Délégation aux droits des femmes et à l'égalité des chances entre les hommes et les femmes — Réunion du 20 mai 2020 : 1ère réunion
Audition de Mme Ernestine Ronai responsable de l'observatoire des violences envers les femmes de seine-saint-denis et de M. édouard duRand juge des enfants au tgi de bobigny co-présidents de la commission « violences de genre » du haut conseil à l'égalité

Ernestine Ronai, responsable de l'Observatoire des violences envers les femmes de Seine-Saint-Denis, co-présidente de la commission Violences de genre du Haut Conseil à l'égalité :

Le secrétariat d'État a développé des initiatives intéressantes. Les SMS au 114 ont remarquablement bien fonctionné, et nous devons maintenant bien le positionner : il s'agit d'un numéro d'urgence permettant des appels discrets quand la victime a du mal à s'isoler. Il ne faut pas qu'il agisse en doublon du 3919, qui est dédié à l'écoute des victimes. Je pense qu'il serait préférable que les deux outils perdurent dans le respect de leurs périmètres respectifs : l'écoute et l'orientation des victimes pour le 3919, l'urgence pour le 114.

Il faut relever que le 114, auparavant destiné à l'usage des personnes sourdes et malentendantes, avait vocation à signaler toutes les violences qu'elles subissaient. Si l'usage pour les femmes victimes de violences devait perdurer, je préconise que les professionnels soient spécifiquement formés à l'écoute des femmes victimes de violences conjugales afin qu'ils soient aptes à déceler l'urgence des situations et à agir en conséquence.

En ce qui concerne les chambres d'hôtel, il me semble nécessaire que ce dispositif perdure ! Nous avons en réalité un problème : on demande toujours aux hommes violents s'ils ont un lieu où aller ; ils commencent par répondre non. Lorsqu'on leur précise qu'ils sont sous le coup d'une éviction et qu'ils vont donc être obligés de quitter le logement, ils se rendent généralement (je ne parle pas de la période du confinement) chez leur mère, chez un ami ou ailleurs. Si l'on en revient à cette pratique, les chambres d'hôtel seront moins employées. Or de mon point de vue, il est très important que l'on sache où se trouvent les hommes violents, qu'ils fassent l'objet d'un contrôle judiciaire efficace et qu'ils ne puissent pas choisir l'endroit où ils ont envie d'aller. Il faut qu'ils soient assignés à résidence, que leur situation soit contraignante pour qu'ils prennent conscience des conséquences de leurs actes. Le fait de proposer une chambre d'hôtel à un homme violent qui n'a pas de solution d'hébergement permet d'éviter qu'il culpabilise sa victime ou même ses enfants en les accusant d'être responsables de sa situation.
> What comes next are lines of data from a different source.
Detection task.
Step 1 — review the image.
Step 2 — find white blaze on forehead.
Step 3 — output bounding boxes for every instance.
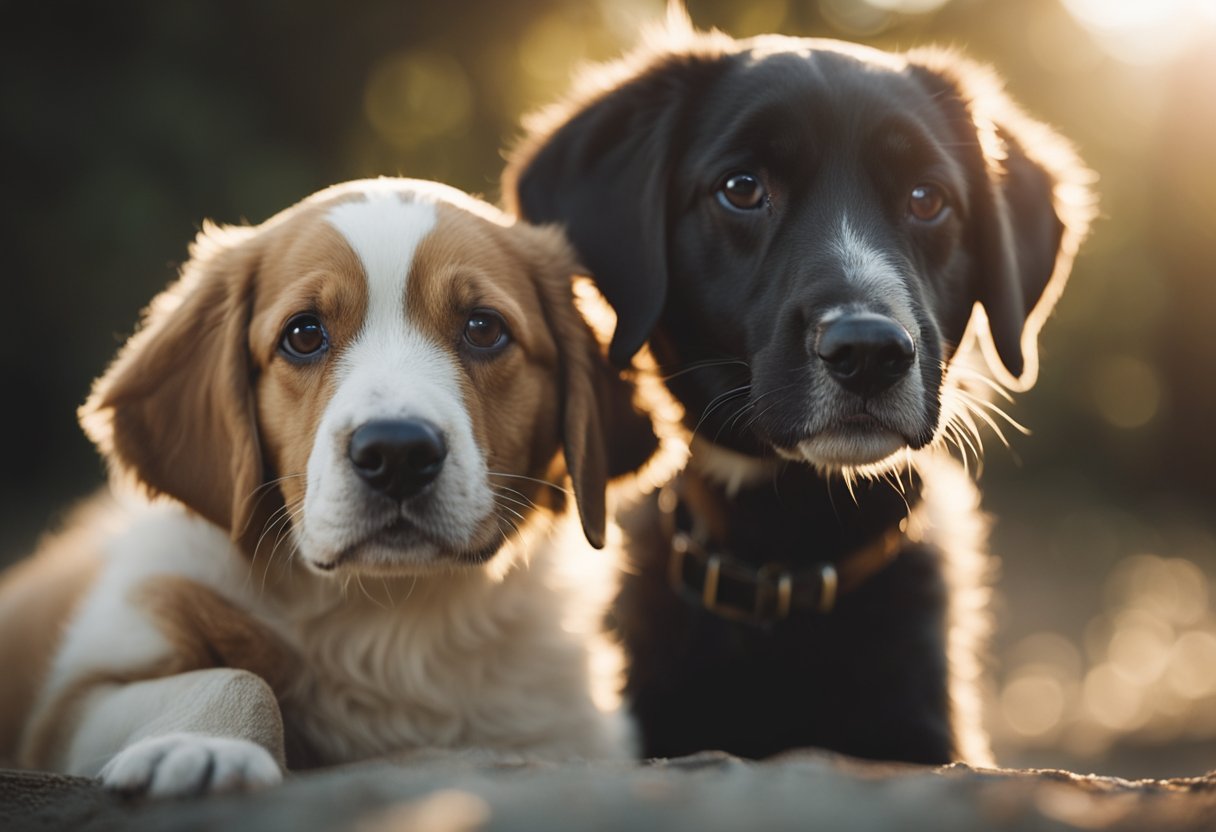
[325,191,437,330]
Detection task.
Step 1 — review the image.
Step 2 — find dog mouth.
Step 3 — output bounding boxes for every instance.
[835,413,886,430]
[308,516,500,574]
[773,411,914,469]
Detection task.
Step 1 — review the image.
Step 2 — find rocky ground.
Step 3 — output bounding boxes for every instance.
[3,750,1215,832]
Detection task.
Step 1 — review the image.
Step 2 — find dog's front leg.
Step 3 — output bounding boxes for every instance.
[61,668,286,797]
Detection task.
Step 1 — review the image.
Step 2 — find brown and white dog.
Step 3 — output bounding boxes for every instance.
[0,178,654,796]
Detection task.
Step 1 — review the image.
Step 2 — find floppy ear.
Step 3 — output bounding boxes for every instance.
[504,44,724,367]
[908,52,1096,389]
[79,222,277,550]
[525,226,659,548]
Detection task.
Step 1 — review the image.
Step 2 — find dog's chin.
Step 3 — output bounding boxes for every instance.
[302,519,503,578]
[777,419,910,472]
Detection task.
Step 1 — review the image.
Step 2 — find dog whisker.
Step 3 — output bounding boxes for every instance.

Lorsqu'un homme violent sort de prison, le Service pénitentiaire d'insertion et de probation (SPIP), lui demande s'il sait où aller : beaucoup de ces hommes répondent qu'ils veulent retourner chez leur victime. Proposer une chambre d'hôtel à ces hommes éviterait qu'ils exercent un chantage sur leur famille.
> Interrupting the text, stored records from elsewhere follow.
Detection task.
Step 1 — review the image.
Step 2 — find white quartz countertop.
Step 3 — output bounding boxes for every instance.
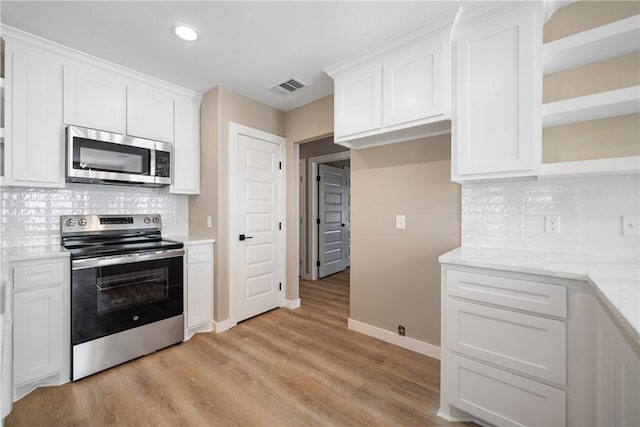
[166,235,216,245]
[439,246,640,343]
[3,245,70,262]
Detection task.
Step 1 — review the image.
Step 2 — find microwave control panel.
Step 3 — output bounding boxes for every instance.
[155,151,171,177]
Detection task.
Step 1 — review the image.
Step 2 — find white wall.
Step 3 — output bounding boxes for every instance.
[1,184,188,247]
[461,174,639,259]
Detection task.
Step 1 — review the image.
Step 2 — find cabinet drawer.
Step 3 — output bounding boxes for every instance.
[13,262,64,291]
[186,244,213,264]
[446,269,567,318]
[446,298,566,385]
[446,353,566,427]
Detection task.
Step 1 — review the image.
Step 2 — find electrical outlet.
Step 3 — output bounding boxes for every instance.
[622,216,640,237]
[395,214,406,230]
[397,325,405,336]
[206,216,212,228]
[545,215,561,234]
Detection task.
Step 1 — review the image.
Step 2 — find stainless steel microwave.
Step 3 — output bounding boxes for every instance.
[66,126,172,187]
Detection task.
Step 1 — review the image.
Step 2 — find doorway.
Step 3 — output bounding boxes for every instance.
[297,137,350,281]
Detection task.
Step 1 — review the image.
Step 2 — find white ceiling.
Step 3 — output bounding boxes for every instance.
[0,1,462,112]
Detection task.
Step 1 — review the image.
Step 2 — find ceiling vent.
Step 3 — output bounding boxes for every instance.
[268,77,307,96]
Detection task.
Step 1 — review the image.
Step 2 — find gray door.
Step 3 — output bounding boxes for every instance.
[344,166,351,268]
[318,164,347,278]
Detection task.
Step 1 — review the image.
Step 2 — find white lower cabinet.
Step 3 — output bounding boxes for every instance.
[447,353,566,427]
[441,265,639,427]
[595,301,640,427]
[11,255,70,400]
[184,241,214,340]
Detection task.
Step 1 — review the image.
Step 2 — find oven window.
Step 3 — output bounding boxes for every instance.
[96,267,169,315]
[73,137,150,175]
[72,256,183,345]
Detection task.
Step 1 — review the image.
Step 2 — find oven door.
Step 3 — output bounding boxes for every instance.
[71,249,184,346]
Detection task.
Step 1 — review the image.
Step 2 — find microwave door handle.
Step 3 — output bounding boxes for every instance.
[150,148,156,177]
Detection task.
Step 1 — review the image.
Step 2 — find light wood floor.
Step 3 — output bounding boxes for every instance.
[7,269,472,426]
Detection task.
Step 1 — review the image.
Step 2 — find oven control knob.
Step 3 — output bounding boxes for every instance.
[144,217,151,224]
[152,217,159,224]
[78,218,87,226]
[66,219,75,227]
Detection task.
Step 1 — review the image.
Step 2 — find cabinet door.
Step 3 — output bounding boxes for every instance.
[13,286,63,385]
[126,83,174,142]
[64,65,126,133]
[446,353,566,427]
[334,64,382,139]
[614,322,640,426]
[171,95,200,194]
[383,32,447,127]
[453,4,541,179]
[5,43,64,188]
[186,262,213,328]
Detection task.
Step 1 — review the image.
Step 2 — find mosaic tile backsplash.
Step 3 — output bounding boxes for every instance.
[1,184,189,248]
[462,174,639,260]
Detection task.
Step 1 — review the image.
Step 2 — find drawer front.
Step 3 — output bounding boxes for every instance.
[446,298,566,385]
[446,353,566,427]
[446,269,567,318]
[13,262,65,291]
[186,244,213,264]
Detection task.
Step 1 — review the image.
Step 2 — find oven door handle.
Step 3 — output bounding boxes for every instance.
[72,249,185,270]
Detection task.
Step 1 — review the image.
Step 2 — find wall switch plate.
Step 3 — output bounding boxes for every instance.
[395,214,406,230]
[545,215,561,234]
[207,216,212,228]
[622,216,639,237]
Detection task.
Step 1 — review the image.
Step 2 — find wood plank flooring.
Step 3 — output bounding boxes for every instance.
[6,269,473,426]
20 000 nuitées d'hôtel ont été financées par le secrétariat d'État à l'égalité : elles ont dans l'ensemble été utilisées et se sont révélées très utiles pendant cette période de confinement. Je souhaiterais que cet outil perdure, mais nous ne voulons pas seulement des chambres d'hôtel pour les victimes, nous voulons aussi des lieux d'hébergement, avec du personnel formé ; vous savez qu'il persiste un déficit dans ce domaine.